Hydrogen may be the fuel of the future, but some maintain it’s probably best used to create sustainable aviation fuel (SAF) rather than a direct fuel source for hydrogen-powered aircraft that do not yet exist today. At least that’s what Rolls-Royce’s senior v-p of strategy Frank Moesta during a panel session discussion as part of the European Business Aviation Convention & Exhibition held in Geneva last month.
“To be honest, I’m not a big fan of thinking about burning hydrogen in an aircraft,” Moesta declared. He would prefer to see hydrogen being used to create eFuels—a synthetic form of SAF—rather than develop aircraft with entirely different propulsion systems. This is despite the fact that his own company, one of the world's leading aircraft engine manufacturers, is involved in developing new hydrogen propulsion systems, working with partners including EasyJet.
Such fuels are made by combining carbon dioxide captured directly from the air with “green” hydrogen, or hydrogen that is produced sustainably through a method known as electrolysis, which uses electricity to split water into hydrodgen and oxygen. Existing aircraft that run on jet-A can use eFuel and other forms of SAF without the need for any retrofitting to their propulsion systems.

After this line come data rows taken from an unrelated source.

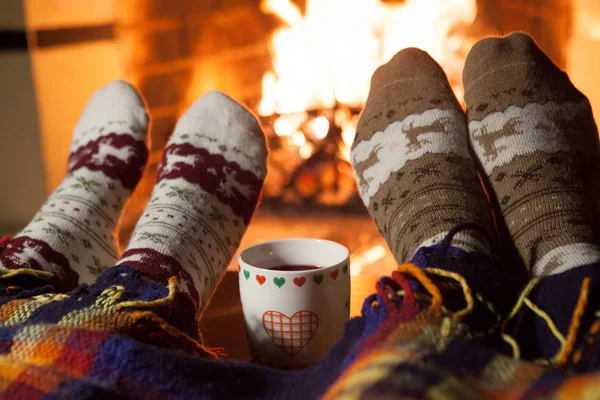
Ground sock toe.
[169,91,268,179]
[74,81,149,140]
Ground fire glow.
[258,0,476,206]
[258,0,476,116]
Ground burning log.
[262,105,362,211]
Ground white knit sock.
[118,92,267,311]
[0,81,148,290]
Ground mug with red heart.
[238,239,350,369]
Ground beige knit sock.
[352,49,493,262]
[464,33,600,276]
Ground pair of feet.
[0,85,267,312]
[352,34,600,277]
[0,34,600,318]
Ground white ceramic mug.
[238,239,350,368]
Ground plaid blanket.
[0,230,600,399]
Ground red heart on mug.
[294,277,306,287]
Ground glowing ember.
[258,0,476,115]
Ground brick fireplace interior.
[19,0,600,274]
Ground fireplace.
[25,0,600,274]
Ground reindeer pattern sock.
[464,33,600,276]
[0,81,148,290]
[118,92,267,311]
[351,49,494,262]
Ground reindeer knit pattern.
[352,49,493,262]
[464,34,600,276]
[117,92,267,312]
[0,81,148,290]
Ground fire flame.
[258,0,476,117]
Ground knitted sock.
[0,81,148,290]
[352,49,493,262]
[118,92,267,311]
[464,33,600,276]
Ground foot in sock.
[118,92,267,312]
[463,34,600,276]
[0,81,148,290]
[352,49,494,262]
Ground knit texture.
[0,231,600,400]
[0,81,148,290]
[351,49,494,262]
[117,92,267,312]
[464,34,600,276]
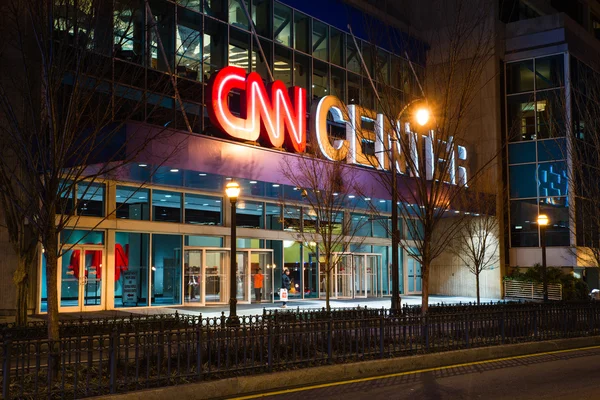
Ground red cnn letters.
[206,66,306,153]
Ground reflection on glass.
[117,186,150,221]
[114,232,150,308]
[273,2,292,47]
[151,234,182,306]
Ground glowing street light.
[538,214,549,303]
[225,182,241,325]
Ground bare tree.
[348,0,499,313]
[0,0,190,364]
[448,181,500,304]
[281,153,366,311]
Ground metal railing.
[0,302,600,399]
[504,280,562,300]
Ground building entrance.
[58,245,106,312]
[330,253,381,299]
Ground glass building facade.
[39,0,423,311]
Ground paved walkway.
[0,295,501,323]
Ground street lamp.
[538,214,548,303]
[390,99,429,311]
[225,182,240,325]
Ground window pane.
[203,18,227,81]
[273,2,292,47]
[506,95,536,142]
[535,54,565,90]
[114,232,150,308]
[536,90,565,139]
[175,8,202,80]
[229,28,250,72]
[152,190,181,222]
[265,203,283,230]
[312,61,329,100]
[312,20,329,61]
[346,37,361,74]
[252,0,271,39]
[508,142,535,164]
[77,183,104,217]
[151,235,182,306]
[509,164,537,198]
[331,28,346,67]
[510,199,539,247]
[273,45,292,87]
[113,0,144,63]
[538,161,569,197]
[506,60,533,94]
[117,186,150,221]
[236,200,265,229]
[185,193,222,225]
[348,74,361,104]
[229,0,250,29]
[537,139,567,161]
[331,67,346,102]
[294,12,310,53]
[540,197,570,246]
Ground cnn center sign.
[205,66,467,185]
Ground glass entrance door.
[59,246,105,311]
[406,256,422,294]
[332,254,353,298]
[352,255,367,298]
[202,250,229,304]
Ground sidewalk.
[0,295,502,323]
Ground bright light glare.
[415,108,429,126]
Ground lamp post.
[225,182,240,325]
[538,214,548,303]
[390,99,429,311]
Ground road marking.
[229,345,600,400]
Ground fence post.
[2,336,11,399]
[379,310,385,358]
[267,319,273,372]
[108,328,119,394]
[423,314,429,351]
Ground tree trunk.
[421,259,429,315]
[325,266,331,312]
[13,256,29,326]
[46,233,60,382]
[475,273,481,305]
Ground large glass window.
[236,200,265,229]
[506,95,536,142]
[294,12,310,53]
[175,7,202,80]
[252,0,272,39]
[312,20,329,61]
[184,193,222,225]
[312,60,329,99]
[265,203,283,230]
[506,60,534,94]
[152,190,181,222]
[114,232,150,308]
[202,18,227,81]
[229,28,250,72]
[273,45,292,87]
[273,2,292,47]
[77,182,105,217]
[150,234,182,306]
[117,186,150,221]
[229,0,250,29]
[509,164,537,198]
[535,54,565,90]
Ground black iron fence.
[0,302,600,399]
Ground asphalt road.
[232,348,600,400]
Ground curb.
[102,336,600,400]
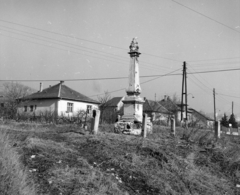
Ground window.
[67,102,73,112]
[87,105,92,114]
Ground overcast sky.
[0,0,240,116]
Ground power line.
[0,34,171,70]
[172,0,240,33]
[217,93,240,98]
[89,69,180,97]
[0,19,181,62]
[0,25,176,70]
[0,68,240,82]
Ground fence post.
[215,121,221,139]
[143,113,148,138]
[171,118,176,136]
[92,110,100,134]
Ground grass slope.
[0,121,240,195]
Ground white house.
[18,81,100,117]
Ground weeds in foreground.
[0,130,37,195]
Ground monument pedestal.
[114,38,152,135]
[122,96,144,123]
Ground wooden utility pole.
[181,62,188,124]
[213,88,217,123]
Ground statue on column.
[129,37,139,52]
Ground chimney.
[39,83,42,92]
[164,95,167,101]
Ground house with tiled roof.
[159,95,191,122]
[100,97,125,123]
[18,81,100,116]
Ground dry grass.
[0,121,240,195]
[0,130,37,195]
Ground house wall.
[18,99,58,115]
[58,100,98,116]
[117,97,125,111]
[18,99,98,116]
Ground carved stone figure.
[129,37,139,52]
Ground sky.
[0,0,240,116]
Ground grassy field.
[0,122,240,195]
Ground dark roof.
[189,108,214,121]
[143,99,171,114]
[20,83,99,104]
[0,91,7,103]
[104,97,123,107]
[158,97,181,111]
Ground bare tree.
[3,82,35,118]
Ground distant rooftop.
[20,83,99,104]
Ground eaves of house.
[143,99,172,114]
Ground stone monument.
[115,38,147,135]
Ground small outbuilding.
[18,81,100,117]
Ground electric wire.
[89,69,180,97]
[0,68,240,82]
[0,25,176,70]
[172,0,240,33]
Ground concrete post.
[93,110,100,134]
[215,121,221,139]
[171,118,176,136]
[143,113,148,138]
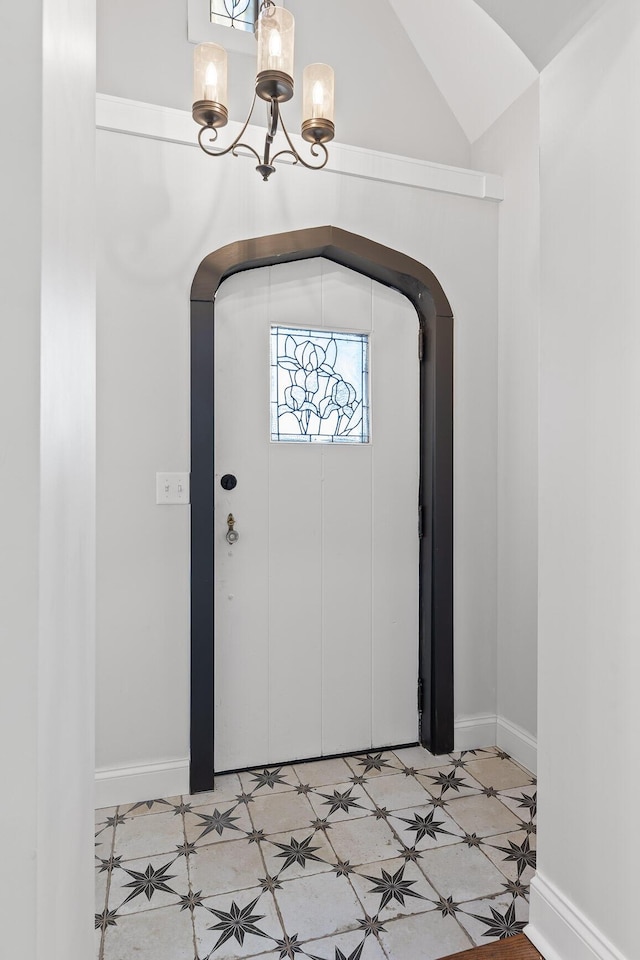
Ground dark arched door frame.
[190,227,453,793]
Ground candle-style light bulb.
[312,80,324,119]
[269,30,282,70]
[204,63,218,102]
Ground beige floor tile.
[118,797,182,819]
[344,750,400,780]
[309,783,375,823]
[293,758,352,787]
[393,747,449,770]
[328,817,400,866]
[95,807,118,830]
[302,931,386,960]
[465,757,531,790]
[95,867,109,913]
[482,830,537,884]
[238,766,298,797]
[193,889,283,960]
[188,773,242,807]
[389,804,464,850]
[261,830,337,880]
[94,827,113,860]
[500,784,538,822]
[420,843,504,903]
[189,840,272,897]
[417,764,482,801]
[104,907,194,960]
[249,793,317,834]
[447,794,518,837]
[350,858,438,921]
[109,856,189,916]
[184,803,253,846]
[365,773,429,810]
[456,896,529,946]
[276,873,363,940]
[378,911,472,960]
[114,813,184,860]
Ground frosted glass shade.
[302,63,335,143]
[256,6,295,83]
[193,43,229,108]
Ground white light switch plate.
[156,473,191,504]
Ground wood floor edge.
[442,933,544,960]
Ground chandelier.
[192,0,335,180]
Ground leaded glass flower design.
[211,0,258,33]
[271,327,369,443]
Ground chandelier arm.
[273,114,329,170]
[198,93,261,160]
[271,150,302,169]
[231,141,262,163]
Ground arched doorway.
[191,227,453,793]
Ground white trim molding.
[96,94,504,202]
[524,871,628,960]
[454,713,496,750]
[95,757,189,810]
[496,717,538,773]
[455,713,538,773]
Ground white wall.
[472,82,540,769]
[530,0,640,960]
[0,0,95,960]
[98,0,469,167]
[97,116,497,800]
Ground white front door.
[214,259,419,771]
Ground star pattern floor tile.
[94,747,536,960]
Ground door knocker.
[227,513,240,546]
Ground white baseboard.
[95,757,189,810]
[524,872,629,960]
[496,717,538,773]
[454,713,496,750]
[455,713,538,773]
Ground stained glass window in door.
[211,0,258,33]
[271,327,370,443]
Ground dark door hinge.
[418,327,427,363]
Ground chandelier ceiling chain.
[192,0,335,180]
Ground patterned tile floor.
[95,747,536,960]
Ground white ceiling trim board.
[96,94,504,201]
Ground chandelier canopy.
[192,0,335,180]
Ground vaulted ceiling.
[389,0,608,143]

Moestra explained that eFuel can be produced locally more easily and sustainably than ordinary SAF, which is made from agricultural feedstocks. This would make eFuel more accessible than regular SAF, which is only produced in a handful of facilities around the world today.
For business aviation in particular, access to SAF and hydrogen fuel is going to be a significant obstacle, Moesta argued. While major commercial airports are likely to eventually adopt the infrastructure for hydrogen fuel and SAF, there are thousands of smaller airports supporting private aviation that do not have the funding needed to build costly new infrastructure.
“You don’t need to transport this thousands of miles to an airport,” Moesta said. “If you have the energy available, you can actually produce [eFuel] right there.”
Unlocking the Path to Green Hydrogen
However, the aviation industry has not quite cracked the code when it comes to using direct air capture and hydrogen electrolysis to create eFuels, said Erik Lindbergh, co-founder and executive chair of VerdeGo Aero and chair of the Lindbergh Foundation.
“If we can figure out how to crack green hydrogen, we need that in every SAF production process,” he said, adding that the industry needs to lower the cost of green hydrogen production from about $4 per kilogram to $1 per kilogram to make it economically viable.
Lindbergh said he and his colleagues like to refer to hydrogen as “the Swiss Army knife of decarbonization, because we can use it for everything, not just burning it in an aircraft. If we can do that, it helps us not only to create SAF…but helps create the precursor to growing food, which is ammonia and provides our fertilizer. So we're looking at this in a very holistic way.”
“We will be in a hydrogen society at some point in time, but we should really use it to produce eFuels and use it as SAF rather than burning hydrogen in an aircraft,” Moesta concluded.